EUROPAN 18 – Mention spéciale
MOA : Europan 18 / Romainville (93)
Programme : Concours d’idée
Surface : Le quartier des Ormes
Livraison : 2025
Prix : Mention spéciale du jury
Equipe : Vincent Hannebert, Laetitia Roggeman, Théo Mahut

Re-sourcer le quartier des Ormes : vers une fabrique coopérative de la résilience.
Face à la raréfaction des ressources et à la vulnérabilité croissante des territoires, le quartier des Ormes apparaît comme un terrain propice à l’expérimentation d’un projet-processus mobilisant les ressources existantes — écologiques, sociales et matérielles — pour construire une résilience ancrée dans le territoire.
Reformuler la question pour mieux y répondre
Le sujet proposé par Europan soulève des tensions apparentes : comment renouveler sans exclure, ouvrir à la métropole sans précipiter la gentrification, renforcer sans standardiser ? Pour y répondre, nous avons choisi de déconstruire les enjeux à toutes les échelles — mondiale (gentrification), métropolitaine (pression foncière), locale (forme urbaine, solidarités) — afin de reformuler la question :
Comment guider le quartier des Ormes vers la résilience en mobilisant les ressources écologiques, sociales et matérielles, afin de préserver son héritage historique et paysager, et assurer le maintien en place de ses habitants soumis à une vulnérabilité croissante ?
Afin d’y répondre avec justesse, nous avons étudié ces ressources par tous les médias en notre possession : Visite de site, interview des habitants, analyse cartographique, historique, photographique, journalistique et statistique.
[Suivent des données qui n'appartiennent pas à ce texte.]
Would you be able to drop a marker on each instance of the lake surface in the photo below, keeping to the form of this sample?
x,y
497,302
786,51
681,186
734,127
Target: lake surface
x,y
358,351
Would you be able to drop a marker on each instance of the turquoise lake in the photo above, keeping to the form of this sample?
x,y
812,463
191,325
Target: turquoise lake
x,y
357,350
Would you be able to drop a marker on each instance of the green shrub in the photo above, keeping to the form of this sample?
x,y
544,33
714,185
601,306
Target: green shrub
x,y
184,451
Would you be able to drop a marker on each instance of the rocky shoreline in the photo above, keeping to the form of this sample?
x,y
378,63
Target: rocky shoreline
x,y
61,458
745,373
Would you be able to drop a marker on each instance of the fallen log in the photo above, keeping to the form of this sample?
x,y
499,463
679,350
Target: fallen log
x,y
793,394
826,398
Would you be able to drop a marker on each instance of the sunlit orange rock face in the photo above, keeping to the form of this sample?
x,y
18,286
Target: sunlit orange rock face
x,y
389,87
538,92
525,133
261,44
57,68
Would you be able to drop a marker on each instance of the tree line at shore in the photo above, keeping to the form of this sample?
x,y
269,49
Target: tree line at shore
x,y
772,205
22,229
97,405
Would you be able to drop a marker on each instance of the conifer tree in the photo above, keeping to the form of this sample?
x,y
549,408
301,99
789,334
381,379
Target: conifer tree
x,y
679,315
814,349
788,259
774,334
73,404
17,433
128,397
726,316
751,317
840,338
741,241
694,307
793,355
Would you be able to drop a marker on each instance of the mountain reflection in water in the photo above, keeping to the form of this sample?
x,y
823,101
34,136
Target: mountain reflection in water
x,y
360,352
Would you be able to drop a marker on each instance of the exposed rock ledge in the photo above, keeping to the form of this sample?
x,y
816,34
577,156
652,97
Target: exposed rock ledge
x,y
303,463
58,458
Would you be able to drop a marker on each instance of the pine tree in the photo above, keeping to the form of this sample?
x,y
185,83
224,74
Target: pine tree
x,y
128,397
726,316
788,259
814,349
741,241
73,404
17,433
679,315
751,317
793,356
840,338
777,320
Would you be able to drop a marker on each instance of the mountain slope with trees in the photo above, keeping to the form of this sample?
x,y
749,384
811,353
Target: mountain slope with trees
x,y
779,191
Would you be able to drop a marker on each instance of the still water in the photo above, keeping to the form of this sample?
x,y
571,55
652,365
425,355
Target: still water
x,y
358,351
1. Une intervention urbaine légère et locale
Le quartier des Ormes possède déjà des atouts précieux : venelles végétalisées, cœurs d’îlots arborés, patrimoine bâti varié, présence d’artisans… L’enjeu n’est donc pas de transformer brutalement le quartier, mais d’activer ce qui existe.
Notre proposition mise sur une urbanisation douce : réemploi des matériaux issus des chantiers voisins, requalification légère de l’existant, désimperméabilisation ciblée, et mise en culture de certaines parcelles libres. L’objectif est simple : améliorer le confort de vie, renforcer les continuités écologiques et limiter l’impact carbone, tout en préservant l’identité historique du quartier.

2. Des coopératives habitantes pour protéger le quartier
Les Ormes subissent déjà la pression foncière et les achats par regroupement de parcelles, au risque d’effacer progressivement la diversité sociale du quartier.
Pour y répondre, nous proposons la création de coopératives habitantes, inspirées des modèles suisses. Les propriétaires mettent en commun leurs parcelles au sein d’une structure collective à but non lucratif. Chacun reste chez soi, mais bénéficie d’une gestion mutualisée, d’un cadre de vie amélioré et d’une réelle protection contre la spéculation.
Ce dispositif, rendu possible en France par la loi ALUR, devient un outil puissant pour agir à l’échelle de l’îlot et redonner aux habitants la maîtrise de leur avenir.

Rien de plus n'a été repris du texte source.